Y también el prostituido concepto de la democracia, que ante el yugo comunista de la segunda mitad del siglo pasado, supuestamente era la octava maravilla. Digamos que desde el año dos mil la puse en práctica y digamos también que así como que contento, no me tiene. Es que a uno lo confunden, querido lector. Hace doce años presencié a un gallardo varón de apellido Fox aplastar a decenas de "víboras, alimañas y tepocatas" al tiempo que insistía hasta el cansancio en la urgencia de sacarlas para siempre de Los Pinos, santo sanctuorum, donde habitan los Presidentes de México desde Lázaro Cárdenas hasta el actual y siempre adusto Felipe Calderón.
Bien pasado el tiempo, es de boca y viva voz del mismo personaje de donde llega la segunda conseja, quizá el sinsentido. Que seamos pragmáticos como él, que no le hace, que nada impedirá que dichas "víboras, alimañas y tepocatas" regresen al terruño que durante siete décadas habitaron, hicieron y deshicieron a sus anchas. En tanto, el santo varón de a caballo e incontinencia verbal por todos conocida, busca explicar que dichos especímenes no son tan malos como parecen, que han cambiado, que su retorno no supone ningún tipo de tragedia.
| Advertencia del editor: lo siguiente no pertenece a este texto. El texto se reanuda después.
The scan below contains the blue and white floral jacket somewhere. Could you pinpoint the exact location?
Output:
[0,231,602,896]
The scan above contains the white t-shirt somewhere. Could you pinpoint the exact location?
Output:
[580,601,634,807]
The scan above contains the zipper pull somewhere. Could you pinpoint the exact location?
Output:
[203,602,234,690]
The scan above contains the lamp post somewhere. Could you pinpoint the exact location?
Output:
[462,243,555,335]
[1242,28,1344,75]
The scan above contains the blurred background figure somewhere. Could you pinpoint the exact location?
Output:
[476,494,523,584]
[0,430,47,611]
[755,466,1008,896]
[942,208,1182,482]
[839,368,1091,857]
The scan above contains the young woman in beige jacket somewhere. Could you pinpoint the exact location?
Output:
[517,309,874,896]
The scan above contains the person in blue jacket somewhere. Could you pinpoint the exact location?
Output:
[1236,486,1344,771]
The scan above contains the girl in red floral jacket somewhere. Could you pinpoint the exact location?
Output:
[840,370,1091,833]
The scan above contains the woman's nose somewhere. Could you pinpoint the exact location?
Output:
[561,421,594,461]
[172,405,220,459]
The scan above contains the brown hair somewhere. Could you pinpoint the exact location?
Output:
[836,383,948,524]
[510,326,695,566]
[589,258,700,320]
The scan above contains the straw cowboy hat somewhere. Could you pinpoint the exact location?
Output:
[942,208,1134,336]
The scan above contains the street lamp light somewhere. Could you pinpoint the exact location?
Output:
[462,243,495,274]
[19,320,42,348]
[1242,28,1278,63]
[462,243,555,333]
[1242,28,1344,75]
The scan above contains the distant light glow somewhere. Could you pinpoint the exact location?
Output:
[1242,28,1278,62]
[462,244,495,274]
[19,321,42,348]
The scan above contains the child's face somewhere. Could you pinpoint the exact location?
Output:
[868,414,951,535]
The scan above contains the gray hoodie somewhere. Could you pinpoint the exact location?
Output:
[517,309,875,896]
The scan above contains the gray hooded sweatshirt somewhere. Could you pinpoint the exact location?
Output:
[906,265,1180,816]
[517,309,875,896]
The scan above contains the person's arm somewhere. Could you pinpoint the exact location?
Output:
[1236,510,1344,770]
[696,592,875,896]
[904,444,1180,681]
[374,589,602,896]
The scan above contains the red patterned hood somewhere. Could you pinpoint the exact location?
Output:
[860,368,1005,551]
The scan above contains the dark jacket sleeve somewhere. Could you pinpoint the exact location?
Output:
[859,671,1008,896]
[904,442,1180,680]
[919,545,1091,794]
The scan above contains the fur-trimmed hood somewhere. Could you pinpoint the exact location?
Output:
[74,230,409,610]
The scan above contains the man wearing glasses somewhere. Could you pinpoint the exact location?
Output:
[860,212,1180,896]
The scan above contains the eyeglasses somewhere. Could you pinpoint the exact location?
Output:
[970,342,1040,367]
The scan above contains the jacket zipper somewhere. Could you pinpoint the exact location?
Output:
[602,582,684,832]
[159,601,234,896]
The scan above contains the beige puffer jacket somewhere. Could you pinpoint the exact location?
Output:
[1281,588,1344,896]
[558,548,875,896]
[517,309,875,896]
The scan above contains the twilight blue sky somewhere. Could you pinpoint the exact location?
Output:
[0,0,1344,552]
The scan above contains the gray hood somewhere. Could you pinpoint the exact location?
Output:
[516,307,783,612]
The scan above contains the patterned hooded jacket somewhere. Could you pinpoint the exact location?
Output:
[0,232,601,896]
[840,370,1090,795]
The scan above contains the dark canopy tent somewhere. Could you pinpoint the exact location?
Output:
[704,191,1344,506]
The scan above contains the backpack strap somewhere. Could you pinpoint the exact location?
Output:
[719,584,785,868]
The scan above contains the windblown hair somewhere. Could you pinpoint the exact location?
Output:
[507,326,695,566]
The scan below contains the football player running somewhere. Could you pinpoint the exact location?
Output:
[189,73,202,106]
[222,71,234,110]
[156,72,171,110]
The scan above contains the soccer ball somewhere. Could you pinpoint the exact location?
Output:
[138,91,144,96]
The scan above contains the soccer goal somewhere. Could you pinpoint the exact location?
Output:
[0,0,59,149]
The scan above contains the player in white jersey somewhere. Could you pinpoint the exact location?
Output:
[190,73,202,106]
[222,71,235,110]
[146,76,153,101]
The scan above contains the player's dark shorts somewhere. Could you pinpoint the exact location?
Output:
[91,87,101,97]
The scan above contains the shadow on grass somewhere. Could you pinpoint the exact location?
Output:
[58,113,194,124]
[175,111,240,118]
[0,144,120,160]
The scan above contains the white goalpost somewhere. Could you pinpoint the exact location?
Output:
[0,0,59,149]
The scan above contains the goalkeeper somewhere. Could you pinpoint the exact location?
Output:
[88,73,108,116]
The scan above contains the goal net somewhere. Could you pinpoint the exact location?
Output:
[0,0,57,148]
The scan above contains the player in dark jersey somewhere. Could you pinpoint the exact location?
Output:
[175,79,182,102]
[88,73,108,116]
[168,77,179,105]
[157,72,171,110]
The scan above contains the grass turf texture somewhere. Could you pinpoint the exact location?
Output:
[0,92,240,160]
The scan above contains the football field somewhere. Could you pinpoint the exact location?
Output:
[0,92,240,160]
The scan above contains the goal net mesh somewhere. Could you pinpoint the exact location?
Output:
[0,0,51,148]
Bueno pues, así las cosas. Quesque la jornada del primero de julio sería padrísima y ejemplar, dijo el IFE. Y ahí te voy -por tercera vez y lleno de esperanza- a elegir de entre las cuatro opciones que teníamos -es menester señalar que al igual que yo, muchos otros se mostraron insatisfechos frente a las opciones ofrecidas en el menú- ¿El desenlace? Ganó la "tepocata" a la que con tanto ahínco se refería Vicente. ¿Es tan mala y diabólica como afirman? No lo creo, démosle el beneficio de la duda. ¿Me hace recordar a Churchill? Sí, en algo se parecen: Winston dominaba la lengua de Shakespeare. Aquí en el México tropical y surrealista, hacemos grandes esfuerzos por aprenderlo. Eso sí: con los títulos de los libros todavía batallamos…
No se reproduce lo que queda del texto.